L’association d’un régime pauvre en sodium et d’un traitement diurétique (autorisé par l’absence d’autre complication-vérifier notamment l’absence d’infection-, la normalité de la fonction rénale, du ionogramme). On peut commencer soit par de la spironolactone seule (parce que c’est la première poussée d’ascite), 100 mg/j, soit plutôt par l’association d’emblée de spironolactone (50-100 mg/j) et de furosémide (20 mg/j) en surveillance la clinique (poids, encéphalopathie), la fonction rénale et l’ionogramme 2 fois par semaine.
Quel est le déterminant majeur de la survie de ce patient ?

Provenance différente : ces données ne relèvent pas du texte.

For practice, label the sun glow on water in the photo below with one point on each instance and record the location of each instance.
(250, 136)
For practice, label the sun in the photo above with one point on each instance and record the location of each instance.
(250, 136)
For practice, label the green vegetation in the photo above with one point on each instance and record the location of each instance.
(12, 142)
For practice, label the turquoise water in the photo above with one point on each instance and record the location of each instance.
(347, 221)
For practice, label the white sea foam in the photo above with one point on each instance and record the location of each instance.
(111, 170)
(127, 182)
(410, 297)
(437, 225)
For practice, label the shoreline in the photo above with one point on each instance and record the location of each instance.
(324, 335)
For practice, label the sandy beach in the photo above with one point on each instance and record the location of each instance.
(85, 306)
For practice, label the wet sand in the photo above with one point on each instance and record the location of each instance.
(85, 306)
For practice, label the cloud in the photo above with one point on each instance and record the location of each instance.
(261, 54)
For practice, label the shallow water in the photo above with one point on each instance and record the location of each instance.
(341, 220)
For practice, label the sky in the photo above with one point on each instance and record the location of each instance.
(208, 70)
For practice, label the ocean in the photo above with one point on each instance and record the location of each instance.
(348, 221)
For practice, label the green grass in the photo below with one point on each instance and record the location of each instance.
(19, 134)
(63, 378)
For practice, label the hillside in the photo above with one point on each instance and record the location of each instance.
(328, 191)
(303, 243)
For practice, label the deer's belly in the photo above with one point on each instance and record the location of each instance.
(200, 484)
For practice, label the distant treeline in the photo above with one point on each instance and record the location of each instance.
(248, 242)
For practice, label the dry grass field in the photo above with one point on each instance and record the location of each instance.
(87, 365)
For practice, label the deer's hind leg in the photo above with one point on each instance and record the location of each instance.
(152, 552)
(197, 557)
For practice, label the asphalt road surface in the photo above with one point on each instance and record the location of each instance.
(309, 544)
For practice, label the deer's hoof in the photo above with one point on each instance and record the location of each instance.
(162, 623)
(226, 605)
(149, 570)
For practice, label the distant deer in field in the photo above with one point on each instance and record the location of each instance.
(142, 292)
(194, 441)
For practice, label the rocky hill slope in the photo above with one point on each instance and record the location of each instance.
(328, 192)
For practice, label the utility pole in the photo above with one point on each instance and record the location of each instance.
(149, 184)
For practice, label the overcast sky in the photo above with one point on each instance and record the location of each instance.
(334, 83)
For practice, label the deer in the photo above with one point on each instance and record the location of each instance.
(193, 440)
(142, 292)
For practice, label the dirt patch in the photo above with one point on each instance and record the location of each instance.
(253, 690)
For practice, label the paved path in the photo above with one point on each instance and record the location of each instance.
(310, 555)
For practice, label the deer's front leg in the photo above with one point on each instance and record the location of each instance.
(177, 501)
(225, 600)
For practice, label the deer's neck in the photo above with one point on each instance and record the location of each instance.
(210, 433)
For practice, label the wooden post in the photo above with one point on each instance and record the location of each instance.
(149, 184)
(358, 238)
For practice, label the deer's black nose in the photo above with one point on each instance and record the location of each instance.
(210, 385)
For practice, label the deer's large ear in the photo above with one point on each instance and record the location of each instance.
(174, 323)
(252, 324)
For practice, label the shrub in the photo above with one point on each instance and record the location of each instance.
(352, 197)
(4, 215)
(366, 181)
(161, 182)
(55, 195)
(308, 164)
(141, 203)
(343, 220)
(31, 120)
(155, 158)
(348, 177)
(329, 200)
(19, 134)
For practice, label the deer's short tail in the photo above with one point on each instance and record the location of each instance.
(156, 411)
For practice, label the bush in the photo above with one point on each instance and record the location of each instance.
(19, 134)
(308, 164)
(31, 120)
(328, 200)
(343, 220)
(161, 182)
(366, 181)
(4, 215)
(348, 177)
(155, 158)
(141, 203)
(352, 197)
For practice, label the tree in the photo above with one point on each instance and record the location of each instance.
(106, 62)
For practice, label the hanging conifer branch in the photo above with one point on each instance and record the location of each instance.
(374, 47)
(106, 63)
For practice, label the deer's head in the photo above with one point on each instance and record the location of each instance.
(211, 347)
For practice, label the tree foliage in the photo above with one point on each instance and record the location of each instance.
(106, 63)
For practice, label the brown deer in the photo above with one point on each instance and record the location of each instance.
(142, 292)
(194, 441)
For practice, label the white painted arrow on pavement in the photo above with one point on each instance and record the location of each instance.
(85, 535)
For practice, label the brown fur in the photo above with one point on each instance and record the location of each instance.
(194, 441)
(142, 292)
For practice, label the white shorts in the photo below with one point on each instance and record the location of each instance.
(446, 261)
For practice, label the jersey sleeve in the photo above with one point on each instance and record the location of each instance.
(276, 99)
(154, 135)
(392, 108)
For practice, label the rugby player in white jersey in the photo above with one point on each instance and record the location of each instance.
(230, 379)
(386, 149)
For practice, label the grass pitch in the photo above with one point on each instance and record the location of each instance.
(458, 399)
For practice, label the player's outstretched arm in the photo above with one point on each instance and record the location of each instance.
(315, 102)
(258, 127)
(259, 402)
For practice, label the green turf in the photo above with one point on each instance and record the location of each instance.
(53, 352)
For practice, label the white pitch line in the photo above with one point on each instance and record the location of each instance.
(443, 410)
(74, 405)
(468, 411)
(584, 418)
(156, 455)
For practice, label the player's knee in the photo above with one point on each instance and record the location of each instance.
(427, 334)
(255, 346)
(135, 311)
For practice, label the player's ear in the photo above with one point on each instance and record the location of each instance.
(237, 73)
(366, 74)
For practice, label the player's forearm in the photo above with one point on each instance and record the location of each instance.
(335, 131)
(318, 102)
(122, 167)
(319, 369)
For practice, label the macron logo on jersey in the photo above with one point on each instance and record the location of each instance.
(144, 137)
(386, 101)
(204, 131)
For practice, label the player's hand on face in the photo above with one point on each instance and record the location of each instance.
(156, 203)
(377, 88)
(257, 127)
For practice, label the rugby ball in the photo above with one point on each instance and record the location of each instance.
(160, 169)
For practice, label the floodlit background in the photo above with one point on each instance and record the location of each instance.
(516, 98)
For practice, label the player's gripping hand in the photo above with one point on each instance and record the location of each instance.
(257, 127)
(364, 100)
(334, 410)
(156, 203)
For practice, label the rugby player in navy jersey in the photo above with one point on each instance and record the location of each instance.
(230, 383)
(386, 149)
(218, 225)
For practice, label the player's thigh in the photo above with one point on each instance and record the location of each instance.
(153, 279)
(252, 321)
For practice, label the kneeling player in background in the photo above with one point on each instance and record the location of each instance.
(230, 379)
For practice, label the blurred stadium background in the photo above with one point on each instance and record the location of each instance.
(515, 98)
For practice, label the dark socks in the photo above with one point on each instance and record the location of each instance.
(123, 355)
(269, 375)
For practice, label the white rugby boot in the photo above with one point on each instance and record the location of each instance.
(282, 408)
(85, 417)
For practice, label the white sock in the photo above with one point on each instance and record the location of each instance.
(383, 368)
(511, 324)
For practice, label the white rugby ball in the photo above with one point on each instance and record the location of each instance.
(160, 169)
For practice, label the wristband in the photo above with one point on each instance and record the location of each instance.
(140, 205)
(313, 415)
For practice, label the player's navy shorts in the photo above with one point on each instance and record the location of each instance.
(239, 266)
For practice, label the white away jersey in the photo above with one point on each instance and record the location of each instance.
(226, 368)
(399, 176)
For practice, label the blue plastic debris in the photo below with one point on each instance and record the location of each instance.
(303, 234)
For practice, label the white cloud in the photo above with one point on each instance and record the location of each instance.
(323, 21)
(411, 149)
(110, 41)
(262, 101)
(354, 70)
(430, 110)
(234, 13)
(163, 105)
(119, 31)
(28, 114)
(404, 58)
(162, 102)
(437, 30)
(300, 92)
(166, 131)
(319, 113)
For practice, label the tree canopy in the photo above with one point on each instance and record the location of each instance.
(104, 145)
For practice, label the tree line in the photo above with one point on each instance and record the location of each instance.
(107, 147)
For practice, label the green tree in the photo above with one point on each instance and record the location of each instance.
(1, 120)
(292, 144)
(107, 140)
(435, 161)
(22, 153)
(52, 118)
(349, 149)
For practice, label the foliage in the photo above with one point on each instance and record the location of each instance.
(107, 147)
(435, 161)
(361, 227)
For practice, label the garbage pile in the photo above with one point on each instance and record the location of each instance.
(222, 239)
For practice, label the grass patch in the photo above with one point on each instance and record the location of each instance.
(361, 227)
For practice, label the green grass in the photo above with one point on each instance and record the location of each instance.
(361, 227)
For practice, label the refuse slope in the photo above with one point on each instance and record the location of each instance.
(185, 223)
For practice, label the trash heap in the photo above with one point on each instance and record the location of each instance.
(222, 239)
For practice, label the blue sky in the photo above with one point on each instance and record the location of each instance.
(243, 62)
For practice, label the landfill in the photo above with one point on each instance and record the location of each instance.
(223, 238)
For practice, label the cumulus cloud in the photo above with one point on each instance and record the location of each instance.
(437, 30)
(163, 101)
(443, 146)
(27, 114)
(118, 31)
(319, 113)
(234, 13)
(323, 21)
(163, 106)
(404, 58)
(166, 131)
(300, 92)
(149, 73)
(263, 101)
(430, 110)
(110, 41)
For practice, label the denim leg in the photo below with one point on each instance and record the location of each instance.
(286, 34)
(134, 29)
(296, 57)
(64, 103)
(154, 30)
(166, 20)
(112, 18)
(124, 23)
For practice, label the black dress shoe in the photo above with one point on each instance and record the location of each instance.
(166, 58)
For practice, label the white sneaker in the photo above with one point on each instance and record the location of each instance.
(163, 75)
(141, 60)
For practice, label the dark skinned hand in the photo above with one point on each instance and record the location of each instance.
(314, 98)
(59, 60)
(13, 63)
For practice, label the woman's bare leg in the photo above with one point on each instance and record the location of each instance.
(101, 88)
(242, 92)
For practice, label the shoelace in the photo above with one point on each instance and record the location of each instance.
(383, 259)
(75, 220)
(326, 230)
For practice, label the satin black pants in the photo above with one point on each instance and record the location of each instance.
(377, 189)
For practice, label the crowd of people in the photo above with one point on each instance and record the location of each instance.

La gravité de la cirrhose et le traitement de sa cause. La gravité de la cirrhose doit être évaluée par le score de Child-Pugh (ici 1+3+2+3+2= 11 , soit un stade C) et le score de MELD (qu’on ne peut calculer ici parce qu’on n’a pas l’ INR) ; il est probable que ce patient doive faire envisager une transplantation hépatique. Le traitement de la cause de la cirrhose repose ici sur l’obtention et le maintien de l’abstinence alcoolique qui peut permettre une amélioration des fonctions hépatiques, augmente la survie, et est une condition nécessaire à l’inscription sur liste d’attente de transplantation si celle-ci est jugée nécessaire. La demande d’abstinence commence par une information claire et loyale, peut (doit ?) être renforcée par le recours aux équipes d’addictologie, et utiliser si besoin des traitements médicamenteux spécifiques.